Hey everybody. In my engineering club, we're making this electric circuit with LEDs. We're using breadboards for the whole thing and we're supposed to make letters with them.

The battery goes first, then the LED?? Isn't the resistor (which is after the LED) supposed to be first to limit the current going to the LED? Or does the placing in the circuit not matter?

Here is the link, go to page 5, you'll see the schematic:

http://www.fsea.org/pdf/EC2%20Electric%20Circuit%20Breadboardpdf.PDF (http://www.fsea.org/pdf/EC2%20Electric%20Circuit%20Breadboardpdf.PDF)

Title: Re: LED circuit
Post by: Soeren on March 13, 2008, 07:25:27 AM

Hi,

Quote from: garriwilson on March 12, 2008, 08:31:39 PM

The battery goes first, then the LED?? Isn't the resistor (which is after the LED) supposed to be first to limit the current going to the LED? Or does the placing in the circuit not matter?

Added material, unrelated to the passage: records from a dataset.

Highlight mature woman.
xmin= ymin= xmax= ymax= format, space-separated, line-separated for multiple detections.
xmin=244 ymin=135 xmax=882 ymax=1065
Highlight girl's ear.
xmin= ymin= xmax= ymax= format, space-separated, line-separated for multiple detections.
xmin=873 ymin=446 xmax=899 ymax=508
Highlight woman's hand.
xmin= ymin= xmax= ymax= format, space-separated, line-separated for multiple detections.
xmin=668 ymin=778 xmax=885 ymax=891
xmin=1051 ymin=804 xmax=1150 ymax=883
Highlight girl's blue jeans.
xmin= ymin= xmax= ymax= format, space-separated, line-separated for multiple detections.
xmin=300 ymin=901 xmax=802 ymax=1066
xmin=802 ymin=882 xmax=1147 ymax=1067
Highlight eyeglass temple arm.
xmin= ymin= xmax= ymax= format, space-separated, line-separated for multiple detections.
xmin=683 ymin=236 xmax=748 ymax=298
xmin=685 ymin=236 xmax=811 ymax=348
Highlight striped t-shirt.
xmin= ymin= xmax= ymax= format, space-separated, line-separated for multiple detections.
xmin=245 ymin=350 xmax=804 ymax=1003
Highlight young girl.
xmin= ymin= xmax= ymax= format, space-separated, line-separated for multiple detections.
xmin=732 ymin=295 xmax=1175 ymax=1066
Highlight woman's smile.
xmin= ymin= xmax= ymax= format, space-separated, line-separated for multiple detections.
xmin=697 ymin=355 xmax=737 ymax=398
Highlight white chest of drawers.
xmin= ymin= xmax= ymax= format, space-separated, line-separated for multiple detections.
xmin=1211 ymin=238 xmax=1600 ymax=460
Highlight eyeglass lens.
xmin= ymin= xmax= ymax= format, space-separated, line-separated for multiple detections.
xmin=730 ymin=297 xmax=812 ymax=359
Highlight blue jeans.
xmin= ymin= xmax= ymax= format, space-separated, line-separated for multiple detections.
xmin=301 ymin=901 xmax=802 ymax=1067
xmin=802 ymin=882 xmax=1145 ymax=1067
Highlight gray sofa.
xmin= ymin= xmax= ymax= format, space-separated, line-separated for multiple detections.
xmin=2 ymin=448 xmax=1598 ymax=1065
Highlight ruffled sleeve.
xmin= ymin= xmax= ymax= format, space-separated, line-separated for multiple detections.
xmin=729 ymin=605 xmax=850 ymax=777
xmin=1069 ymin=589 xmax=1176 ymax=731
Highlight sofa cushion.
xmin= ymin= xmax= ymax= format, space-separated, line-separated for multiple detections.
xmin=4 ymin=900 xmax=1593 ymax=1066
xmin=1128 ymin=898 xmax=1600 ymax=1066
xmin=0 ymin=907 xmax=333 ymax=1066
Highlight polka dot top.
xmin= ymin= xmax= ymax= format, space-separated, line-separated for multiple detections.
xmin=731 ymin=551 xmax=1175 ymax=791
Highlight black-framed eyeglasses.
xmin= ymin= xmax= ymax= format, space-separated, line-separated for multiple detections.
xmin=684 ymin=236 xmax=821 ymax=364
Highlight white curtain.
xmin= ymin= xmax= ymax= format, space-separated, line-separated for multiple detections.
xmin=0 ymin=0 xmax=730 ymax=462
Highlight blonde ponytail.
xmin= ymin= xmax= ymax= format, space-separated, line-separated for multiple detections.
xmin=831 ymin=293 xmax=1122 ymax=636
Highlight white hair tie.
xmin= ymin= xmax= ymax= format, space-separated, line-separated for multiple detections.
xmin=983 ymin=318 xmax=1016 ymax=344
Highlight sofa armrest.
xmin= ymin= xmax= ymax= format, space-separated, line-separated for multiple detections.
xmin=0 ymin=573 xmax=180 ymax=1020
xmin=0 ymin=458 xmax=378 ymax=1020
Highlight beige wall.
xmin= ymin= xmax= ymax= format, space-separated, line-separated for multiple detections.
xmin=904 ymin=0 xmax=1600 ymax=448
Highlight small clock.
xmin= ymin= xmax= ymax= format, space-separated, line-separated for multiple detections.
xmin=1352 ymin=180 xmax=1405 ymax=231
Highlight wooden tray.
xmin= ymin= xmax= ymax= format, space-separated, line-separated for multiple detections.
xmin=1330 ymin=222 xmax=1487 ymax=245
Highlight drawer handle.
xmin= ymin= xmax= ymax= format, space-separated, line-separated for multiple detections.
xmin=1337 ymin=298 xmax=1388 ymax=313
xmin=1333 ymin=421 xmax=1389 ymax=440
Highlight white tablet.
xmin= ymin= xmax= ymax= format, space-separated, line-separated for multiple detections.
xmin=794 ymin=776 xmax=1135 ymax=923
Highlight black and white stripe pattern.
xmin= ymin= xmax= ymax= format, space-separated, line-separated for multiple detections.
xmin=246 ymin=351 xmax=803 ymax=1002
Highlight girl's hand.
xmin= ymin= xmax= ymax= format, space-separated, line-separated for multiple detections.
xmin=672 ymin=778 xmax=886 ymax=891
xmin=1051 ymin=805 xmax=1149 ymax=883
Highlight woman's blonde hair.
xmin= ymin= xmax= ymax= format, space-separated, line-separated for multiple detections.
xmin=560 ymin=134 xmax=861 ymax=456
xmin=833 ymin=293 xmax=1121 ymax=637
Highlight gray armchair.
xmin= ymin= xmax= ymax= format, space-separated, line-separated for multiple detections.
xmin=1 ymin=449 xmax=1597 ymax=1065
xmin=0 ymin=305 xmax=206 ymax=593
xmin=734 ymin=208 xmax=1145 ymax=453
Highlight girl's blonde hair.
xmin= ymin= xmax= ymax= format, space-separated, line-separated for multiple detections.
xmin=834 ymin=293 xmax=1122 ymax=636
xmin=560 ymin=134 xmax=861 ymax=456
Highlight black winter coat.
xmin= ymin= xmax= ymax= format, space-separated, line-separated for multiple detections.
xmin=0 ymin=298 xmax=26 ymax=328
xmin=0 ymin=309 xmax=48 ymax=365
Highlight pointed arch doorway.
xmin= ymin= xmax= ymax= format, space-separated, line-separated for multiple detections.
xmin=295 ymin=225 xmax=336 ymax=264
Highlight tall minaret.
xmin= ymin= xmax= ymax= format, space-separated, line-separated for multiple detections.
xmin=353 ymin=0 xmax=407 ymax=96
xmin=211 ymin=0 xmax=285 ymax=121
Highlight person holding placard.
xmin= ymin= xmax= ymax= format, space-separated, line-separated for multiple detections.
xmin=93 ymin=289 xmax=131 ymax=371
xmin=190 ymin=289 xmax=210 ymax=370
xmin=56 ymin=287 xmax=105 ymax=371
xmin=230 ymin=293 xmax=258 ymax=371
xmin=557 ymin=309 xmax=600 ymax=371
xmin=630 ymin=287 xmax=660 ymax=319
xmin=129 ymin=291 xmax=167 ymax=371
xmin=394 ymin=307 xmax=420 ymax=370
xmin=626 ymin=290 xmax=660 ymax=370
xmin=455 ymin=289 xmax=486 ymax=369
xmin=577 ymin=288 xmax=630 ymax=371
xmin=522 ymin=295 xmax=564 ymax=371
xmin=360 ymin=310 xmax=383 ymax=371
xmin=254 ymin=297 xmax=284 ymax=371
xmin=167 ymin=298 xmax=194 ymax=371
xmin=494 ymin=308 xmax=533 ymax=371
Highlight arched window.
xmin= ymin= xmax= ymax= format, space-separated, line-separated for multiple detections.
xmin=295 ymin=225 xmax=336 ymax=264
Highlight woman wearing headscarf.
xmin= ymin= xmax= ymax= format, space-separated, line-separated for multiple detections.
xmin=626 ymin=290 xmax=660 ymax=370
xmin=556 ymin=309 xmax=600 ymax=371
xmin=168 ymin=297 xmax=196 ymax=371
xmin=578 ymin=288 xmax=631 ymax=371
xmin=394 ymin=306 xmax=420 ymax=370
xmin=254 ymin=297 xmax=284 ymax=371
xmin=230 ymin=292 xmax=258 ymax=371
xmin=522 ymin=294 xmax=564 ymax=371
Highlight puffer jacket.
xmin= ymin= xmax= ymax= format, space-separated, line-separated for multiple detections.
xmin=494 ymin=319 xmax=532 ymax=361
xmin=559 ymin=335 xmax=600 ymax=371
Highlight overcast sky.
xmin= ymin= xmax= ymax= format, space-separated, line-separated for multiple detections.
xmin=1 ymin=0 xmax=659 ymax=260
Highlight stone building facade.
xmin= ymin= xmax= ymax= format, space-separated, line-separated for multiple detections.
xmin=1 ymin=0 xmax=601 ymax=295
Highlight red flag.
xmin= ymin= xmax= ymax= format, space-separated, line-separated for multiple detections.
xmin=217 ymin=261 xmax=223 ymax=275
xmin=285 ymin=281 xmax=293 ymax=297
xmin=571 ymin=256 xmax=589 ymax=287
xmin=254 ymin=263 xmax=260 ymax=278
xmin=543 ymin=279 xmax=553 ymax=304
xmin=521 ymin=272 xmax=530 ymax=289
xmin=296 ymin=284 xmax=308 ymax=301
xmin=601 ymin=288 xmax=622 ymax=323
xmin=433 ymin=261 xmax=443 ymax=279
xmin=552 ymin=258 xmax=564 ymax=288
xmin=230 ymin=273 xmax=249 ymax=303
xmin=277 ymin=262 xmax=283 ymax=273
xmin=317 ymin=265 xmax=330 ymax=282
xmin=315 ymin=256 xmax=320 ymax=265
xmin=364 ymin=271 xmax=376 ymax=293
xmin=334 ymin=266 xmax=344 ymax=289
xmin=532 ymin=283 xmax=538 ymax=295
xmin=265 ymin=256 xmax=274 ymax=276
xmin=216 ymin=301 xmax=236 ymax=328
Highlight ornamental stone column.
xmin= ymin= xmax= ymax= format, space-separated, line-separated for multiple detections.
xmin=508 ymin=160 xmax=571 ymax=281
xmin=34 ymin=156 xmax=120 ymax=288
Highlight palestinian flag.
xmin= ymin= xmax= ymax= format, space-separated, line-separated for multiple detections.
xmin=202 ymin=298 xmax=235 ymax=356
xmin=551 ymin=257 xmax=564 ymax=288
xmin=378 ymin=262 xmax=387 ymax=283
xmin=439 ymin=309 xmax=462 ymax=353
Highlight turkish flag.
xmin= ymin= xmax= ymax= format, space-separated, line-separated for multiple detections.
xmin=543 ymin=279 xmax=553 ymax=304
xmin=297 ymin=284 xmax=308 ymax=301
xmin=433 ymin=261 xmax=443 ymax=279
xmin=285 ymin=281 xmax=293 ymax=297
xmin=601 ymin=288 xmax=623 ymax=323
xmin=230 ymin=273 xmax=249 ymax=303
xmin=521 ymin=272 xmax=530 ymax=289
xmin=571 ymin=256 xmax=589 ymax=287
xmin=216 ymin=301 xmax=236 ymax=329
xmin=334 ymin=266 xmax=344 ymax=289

<it doesn't matter the least where the resistor is placed, as long as it is in the circuit, it will limit current.

Title: Re: LED circuit
Post by: ed1380 on March 13, 2008, 09:14:42 AM

normaly I'd go with what soeren said, but this site has it on the positive side. http://led.linear1.org/1led.wiz
maybe they chose it for simplicity and not a real reason. but I cant be the judge of that.

Title: Re: LED circuit
Post by: paulstreats on March 13, 2008, 10:30:50 AM

i think if its on the negative side, it still has to pass through the led in order to sink through the led. I imagine that the initial startup would have a high current like this before it levels out accordingly, so putting it on the positive side will stop the initial spike

Title: Re: LED circuit
Post by: bukowski on March 13, 2008, 10:46:49 AM

unless an LED has wierd properties, there wouldn't even be an initial spike, current throughout the circuit remains the same. you can put the resistor where ever you want.

Title: Re: LED circuit
Post by: Trumpkin on March 13, 2008, 10:57:59 AM

IT DOESN'T MATTER WHAT SIDE THE REISISTOR IS ON!!!  ;D What Bukowski said

Title: Re: LED circuit
Post by: garriwilson on March 13, 2008, 06:33:15 PM

OH, I thought the current goes from - to +. So, the current is at all places at the exact instant when the battery is  plugged in? Doesn't it take time for the electrons to go from - to + ?

Title: Re: LED circuit
Post by: paulstreats on March 13, 2008, 10:20:49 PM

thats what i thought.

Normally elctrons move -to +. But conventiannal current moves + to -

Surely there is a time when the current flows through the led before it hits the resistor and reduces, There are a lot of physics theories pointing to this but there is nothing factual(other than all the world placing the resistor between the + and the anode)

Title: Re: LED circuit
Post by: garriwilson on March 13, 2008, 10:33:41 PM

If I were to attach the resistor to one of the battery terminals, then what you are saying that I could put it on + or -, my choice? The LED won't burn out?

Title: Re: LED circuit
Post by: Trumpkin on March 14, 2008, 08:28:49 AM

yes, if you want to you might as well put it on the + side. I'm almost positive it doesn't make a difference.

Title: Re: LED circuit
Post by: bukowski on March 14, 2008, 01:24:58 PM

Current in a series circuit is the same throught the circuit no matter where the components are placed. No, the LED wouldnt burn out. It does take time for electrons to travel the circuit (speed of light), but the potential difference and resistance influencing current flow is instantaneous. 

Title: Re: LED circuit
Post by: garriwilson on March 14, 2008, 05:15:56 PM

Thanks guys! It's very clear now.  ;D